The scene that resonated the most with me had Sue Storm (Richard’s ever love interest) and Richards talking over a picnic. Sue asks where Reed’s head is it as he’s doing his typical “staring off into space, inventing things” pose. Reed bluntly states that he doesn’t much like the present world he lives in. He puts to Sue that they both could leave at any point they wanted to. Full stop there. How indescribably wonderful is it that Reed can act on any and all of his desires? To say, yes all humankind possess freewill, but for all their thoughts and dreams, how many are able (physically) to accomplish them? Who else may make a pleasing thought into reality? (That’s a very interesting superpower: freewill and the ability to use it). Sue brushes Reed off, wondering or not if he is serious outwardly, but Sue’s smart and knows Reed doesn’t (ever) joke, so she’s really stalling as the answer upsets her or she doesn’t have one.

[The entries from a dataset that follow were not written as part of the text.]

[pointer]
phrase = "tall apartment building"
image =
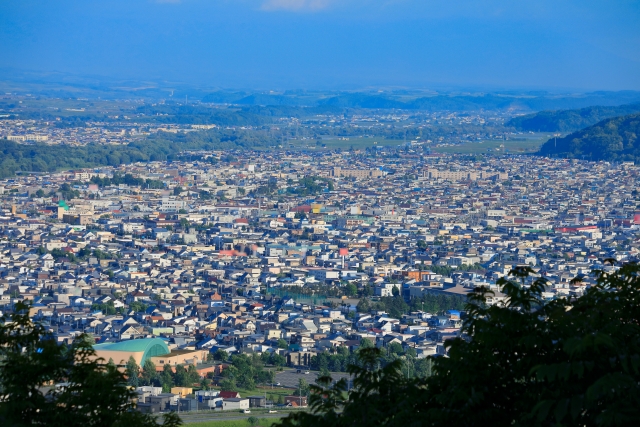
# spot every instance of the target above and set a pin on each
(464, 175)
(356, 173)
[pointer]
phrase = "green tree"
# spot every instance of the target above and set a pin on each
(302, 389)
(529, 362)
(86, 391)
(149, 374)
(221, 355)
(282, 343)
(350, 290)
(132, 371)
(166, 378)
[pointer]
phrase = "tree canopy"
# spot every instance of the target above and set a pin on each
(613, 139)
(572, 361)
(45, 383)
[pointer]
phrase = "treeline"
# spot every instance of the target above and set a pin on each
(613, 139)
(127, 179)
(311, 186)
(342, 357)
(439, 102)
(569, 120)
(16, 157)
(396, 306)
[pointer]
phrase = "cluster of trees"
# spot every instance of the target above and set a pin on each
(531, 362)
(311, 186)
(176, 376)
(127, 179)
(107, 308)
(613, 139)
(396, 306)
(289, 104)
(245, 372)
(340, 359)
(47, 383)
(447, 271)
(82, 254)
(162, 146)
(569, 120)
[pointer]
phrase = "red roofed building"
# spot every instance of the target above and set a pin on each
(229, 395)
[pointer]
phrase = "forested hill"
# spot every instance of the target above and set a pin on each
(39, 157)
(569, 120)
(614, 139)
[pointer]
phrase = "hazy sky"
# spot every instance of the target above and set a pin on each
(554, 44)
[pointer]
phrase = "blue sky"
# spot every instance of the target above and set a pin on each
(332, 44)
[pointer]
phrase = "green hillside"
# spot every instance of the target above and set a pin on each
(614, 139)
(569, 120)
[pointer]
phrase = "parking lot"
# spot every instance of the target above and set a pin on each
(290, 377)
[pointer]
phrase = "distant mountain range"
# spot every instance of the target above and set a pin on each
(570, 120)
(613, 139)
(525, 101)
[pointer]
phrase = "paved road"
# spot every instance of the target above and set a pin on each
(289, 377)
(204, 416)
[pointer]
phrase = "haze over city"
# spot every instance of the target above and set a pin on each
(319, 213)
(328, 44)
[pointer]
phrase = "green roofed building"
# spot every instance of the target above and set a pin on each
(140, 350)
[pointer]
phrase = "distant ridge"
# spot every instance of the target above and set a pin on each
(614, 139)
(570, 120)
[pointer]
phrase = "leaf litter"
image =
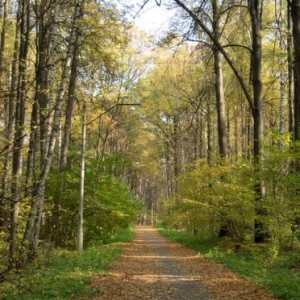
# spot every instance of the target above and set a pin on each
(154, 268)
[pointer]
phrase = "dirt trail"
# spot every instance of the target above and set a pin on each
(157, 269)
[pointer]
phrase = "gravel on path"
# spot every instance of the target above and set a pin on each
(154, 268)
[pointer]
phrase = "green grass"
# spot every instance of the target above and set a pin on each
(63, 274)
(279, 274)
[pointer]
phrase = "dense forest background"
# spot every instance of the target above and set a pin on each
(102, 126)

Right there is a beautiful moment. As the perpetually bullied (one could argue even the super villain’s continue the trend) dork announces he has had enough of this entire planet - everyone in it too. To be ready to throw the whole of the Earth, and everything it possess, away? The fundamental makeup of the character has changed. Importantly though, it isn’t a shift toward selfishness. Later one, Reed rails against the “rape” of science. Which is actually true in the Ultimate Universe. Every organization, from the corporation Roxxon to the world police S.H.I.E.L.D. has recklessly pursued scientific advancements purely for money, power, or both. Many of the villains are the botched (or illegal) experiments of one group or other. Reed’s grief is that the entire world is relentlessly trying to degrade itself for petty reasons. And he, as a genius scientist, has only wanted to work quietly on making it better, but is roped into covering up the screw-ups or inventing the extra-dimensional gun. Intentions don’t get more noble than Reed Richards’s. It makes sense (and I’m so happy) that he finally gets angry enough to really alter course. Coming from Reed, this is a condemnation that the Earth can’t be and isn’t worth saving. Reed’s emotions have always been tied into his sense of morality, and coupled with his persona being (essentially) a force of discovery (as opposed to a person who also is a scientist, like Sue Storm) is what makes his anger at everything so powerful. He’s not a pissed off young kid stomping his feet at the existence of injustice. He’s an elemental judge who wanted and expected better from people and has been monumentally let down.
The very best stories are not ones with incredible technical merit but ones that catch the reader at a particular emotional moment in time (not saying vulnerable, saying story matches mood); supplying a full-on discourse of the critical issue. I apologize Greater Society, I don’t wish to contribute economically (it’s the reason you made me after all). I want to write my stories, study where my curiosity is, and not worry about shit else. I think Reed and I are both upset at being thrown into a game we don’t like nor have any ambition to play. I wish his genius characteristic didn’t come and go, so that he would have realized stealing all of science from the world of superheroes with a constructed fodder race was a poor way to kick-off his new life. Then my man, Brian Michael Bendis, wants to hit the reset on profound change with a character who doesn’t even know how his powers work or why (Nova)? That’s insulting. Maybe a cosmic joke but still galling.